O século XX já testemunhara, desde seu início, os ideais de ampliação da
propriedade privada e de exploração da mão-de-obra para obtenção de lucros cada vez
maiores. A industrialização maciça possibilitou que as empresas pudessem expandir
primeiramente suas fronteiras comerciais, através do acesso a mais mercados
consumidores e, em seguida, lançarem-se ao desafio de instalar suas fábricas
diretamente nesses novos mercados como meio para reduzirem os custos de produção e
manterem proximidade com os consumidores, adaptando, inclusive, seus bens às
particularidades de cada mercado. Tais fatos acarretaram inevitavelmente o acirramento
da concorrência, obrigando os empresários a buscarem, de forma ininterrupta, novas
estratégias para consolidar a preferência por seus produtos.
A celeridade do avanço de novas tecnologias de comunicação e informação
ajudou a fundar o estágio mais recente do capitalismo a partir da década de 1970: o do
capitalismo informacional (CASTELLS, 1999).
As últimas décadas do século XX foram notadamente marcadas por um
processo ainda mais intensivo de mundialização da economia, ou de globalização (para
utilizar a expressão absorvida na cultura brasileira). Esse escopo mundial da economia é
caracterizado pela desaceleração intervencionista do Estado, sendo o controle
transferido às mãos das empresas multinacionais ou transnacionais.
Derivado desse mais recente estágio do capitalismo contemporâneo, o
neoliberalismo é um princípio concebido para regular as economias dos países
desenvolvidos e sutilmente adaptado para estimular os subdesenvolvidos a seguirem
seus exemplos bem sucedidos, induzindo posturas políticas e medidas econômicas que
visem à inserção internacional dos mais pobres a um mercado global promissor.

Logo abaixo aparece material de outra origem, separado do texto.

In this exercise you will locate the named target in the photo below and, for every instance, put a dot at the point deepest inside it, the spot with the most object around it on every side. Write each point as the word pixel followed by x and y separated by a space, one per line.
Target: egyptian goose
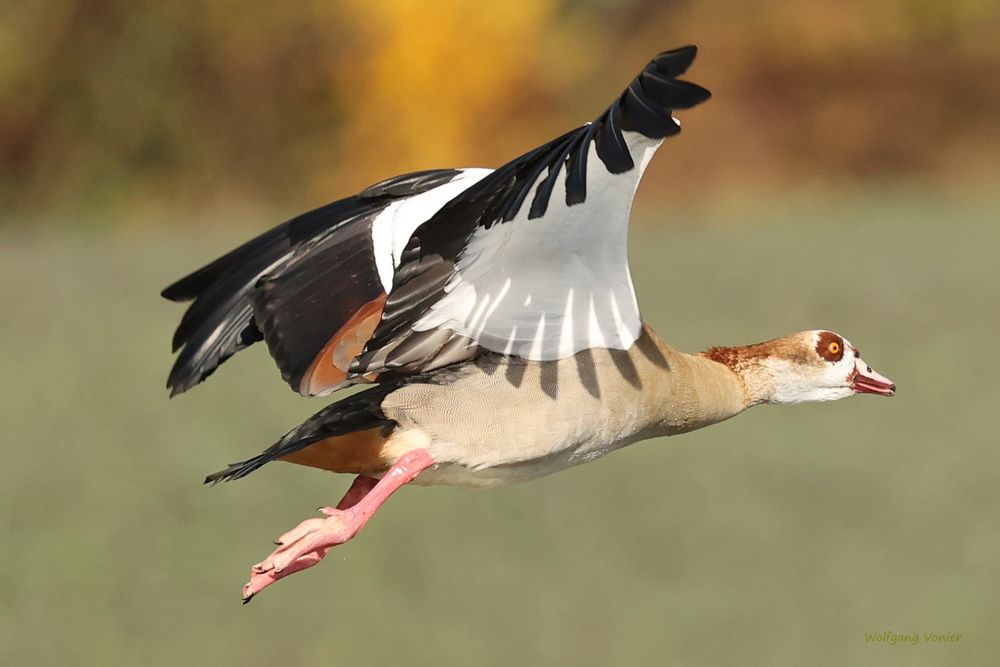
pixel 493 313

A promessa de desenvolvimento e adaptação à nova realidade ou à nova
ordem global foi consubstanciada no Consenso de Washington, o qual falhou, tentou se
63
reanimar, mas não resistiu às pressões intrínsecas a sua própria lógica. Joseph Stiglitz
confirma esse argumento ao defender que talvez o fato mais observado fosse que as controvérsias em relação às estratégias de desenvolvimento, onde as políticas do consenso de Washington, baseadas do fundamentalismo de mercado – a visão simplista de mercados competitivos com informação perfeita, inapropriada até mesmo para países desenvolvidos – prevaleceram desde o início da década de 1980 dentro das instituições econômicas internacionais. Em outro momento, eu documentei as falhas dessas políticas para o desenvolvimento, bem como para a forma de conduzir a transição do Comunismo para uma economia de mercado e para a administração de crises. Idéias têm relevância, e não é surpresa que políticas apoiadas em modelos que partem de um ponto longe da realidade, tais como aquelas subjacentes ao Consenso de Washington, muito freqüentemente levam ao fracasso (DISCURSO NO PRÊMIO DE ECONOMIA, 2001).
Fato é que os ideais neoliberais começaram a ser rechaçados por povos
marginalizados como forma de protestar contra a desigualdade e contra a imposição de
medidas exploratórias de controle e adaptação econômicos em países subdesenvolvidos.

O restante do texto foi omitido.